The Vashti and Clyde Muse Impact Scholarship has been started by Billy Cox (1981) to recognize the impact that both Dr. and Mrs. Muse made on his life. Vashti Muse was Cox’s fourth grade teacher while Dr. Muse was superintendent of the Starkville Municipal School District. The impact that the Muses made on his life has continued some 50 years later. It was so significant that Cox traveled from his Washington, D.C., home to the Feb. 20 Celebrating the Muse Legacy event at the Rankin Campus.
“I remember the day Dr. Muse came to see our class projects,” Cox said. “I had made a playdough King Tut. To my horror, the sunny hot window had melted my creation by the time he came around to mine. King Tut was bent at the waist, as if he were touching his toes. Dr. Muse squatted down and peered up at my statue and was kind and gentle.
“He gave a nice compliment as he made King Tut stand tall again. From those early years on, I watched Clyde and Vashti unselfishly devote their lives, helping Mississippians get a quality education,” he said.
Cox graduated from Starkville High School and began college at Hinds Community College, mainly because Dr. Muse had become president of the college by then. He also reconnected with his fourth grade teacher who made such an impact on his life.
“Dr. Muse personally took us on a tour of the Raymond Campus,” he said. “He made me feel welcome, so it was an easy choice to attend Hinds. I was in the band and participated in numerous school activities. More importantly, I was blessed with the best of the best teachers, especially Nell Ann Pickett.”
He completed his education at Mississippi State University and American University in Washington, D.C., then served more than eight years as press secretary for former Mississippi Commissioner of Agriculture Jim Buck Ross. After earning a master of public administration degree at AU, he began work with the U.S. Department of Agriculture, where he served as an aide to former U.S. Department of Agriculture Secretaries Mike Espy and Dan Glickman. He continues working in the nation’s capital today as a consultant and manages his family farm in Columbus, Miss.

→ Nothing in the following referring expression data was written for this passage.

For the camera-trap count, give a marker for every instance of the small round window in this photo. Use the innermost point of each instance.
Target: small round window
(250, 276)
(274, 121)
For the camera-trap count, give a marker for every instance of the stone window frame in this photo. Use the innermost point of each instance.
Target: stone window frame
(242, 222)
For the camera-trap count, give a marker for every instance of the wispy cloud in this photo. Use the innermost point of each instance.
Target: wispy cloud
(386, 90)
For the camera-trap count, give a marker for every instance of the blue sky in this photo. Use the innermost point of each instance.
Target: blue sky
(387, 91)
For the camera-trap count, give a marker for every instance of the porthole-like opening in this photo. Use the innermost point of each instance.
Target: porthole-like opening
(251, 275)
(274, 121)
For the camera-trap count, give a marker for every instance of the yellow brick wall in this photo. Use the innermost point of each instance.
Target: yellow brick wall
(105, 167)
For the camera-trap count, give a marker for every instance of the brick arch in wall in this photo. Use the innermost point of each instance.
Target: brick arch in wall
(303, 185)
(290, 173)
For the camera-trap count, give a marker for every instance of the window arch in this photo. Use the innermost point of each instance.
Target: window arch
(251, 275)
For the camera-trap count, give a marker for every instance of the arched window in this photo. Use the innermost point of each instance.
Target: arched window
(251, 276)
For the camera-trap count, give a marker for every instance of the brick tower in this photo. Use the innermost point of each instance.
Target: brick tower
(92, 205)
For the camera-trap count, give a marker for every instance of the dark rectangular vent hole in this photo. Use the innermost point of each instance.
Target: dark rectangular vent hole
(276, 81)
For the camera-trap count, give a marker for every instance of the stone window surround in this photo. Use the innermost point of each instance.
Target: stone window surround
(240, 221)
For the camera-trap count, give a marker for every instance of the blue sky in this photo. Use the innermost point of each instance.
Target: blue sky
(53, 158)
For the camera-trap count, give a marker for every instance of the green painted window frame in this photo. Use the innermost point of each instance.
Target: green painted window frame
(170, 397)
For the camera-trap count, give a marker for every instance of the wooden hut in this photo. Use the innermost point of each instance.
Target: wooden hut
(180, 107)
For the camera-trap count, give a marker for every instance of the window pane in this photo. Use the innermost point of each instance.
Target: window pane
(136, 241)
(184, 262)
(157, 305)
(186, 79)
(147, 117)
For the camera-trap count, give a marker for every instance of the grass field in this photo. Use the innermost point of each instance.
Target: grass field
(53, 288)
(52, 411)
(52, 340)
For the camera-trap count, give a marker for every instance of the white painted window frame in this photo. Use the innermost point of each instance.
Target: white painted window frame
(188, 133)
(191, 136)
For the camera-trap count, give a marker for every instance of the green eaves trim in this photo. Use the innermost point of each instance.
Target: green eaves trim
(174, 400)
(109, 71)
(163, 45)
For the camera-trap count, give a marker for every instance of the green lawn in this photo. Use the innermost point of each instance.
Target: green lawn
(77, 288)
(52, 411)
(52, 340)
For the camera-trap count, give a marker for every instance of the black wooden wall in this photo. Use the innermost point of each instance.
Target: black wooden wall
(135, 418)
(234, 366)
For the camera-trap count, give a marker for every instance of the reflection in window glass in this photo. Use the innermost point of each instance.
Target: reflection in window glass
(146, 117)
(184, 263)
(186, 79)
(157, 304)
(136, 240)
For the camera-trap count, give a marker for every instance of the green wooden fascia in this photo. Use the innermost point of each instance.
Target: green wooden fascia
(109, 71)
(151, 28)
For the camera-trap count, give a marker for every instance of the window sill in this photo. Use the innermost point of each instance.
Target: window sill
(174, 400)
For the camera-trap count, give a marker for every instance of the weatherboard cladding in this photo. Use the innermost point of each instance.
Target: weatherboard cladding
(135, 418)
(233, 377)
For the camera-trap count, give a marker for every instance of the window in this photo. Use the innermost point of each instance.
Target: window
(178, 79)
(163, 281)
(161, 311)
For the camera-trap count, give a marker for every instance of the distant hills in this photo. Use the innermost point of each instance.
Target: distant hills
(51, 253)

The scholarship will be awarded each year to a student enrolled full time in any Agriculture Technology or similar program, maintains a 2.0 grade point average and is a Mississippi native, among other routine criteria.
Cox said his “thanks” to the Muses for shaping his life won’t end with just the initial contribution, he said.
“As Dr. Muse has dedicated his life to us, I dedicate this scholarship in the Muses’ name,” he said. “This scholarship will not stop with my small gift. I will continue my gifts to Hinds in the years to come.”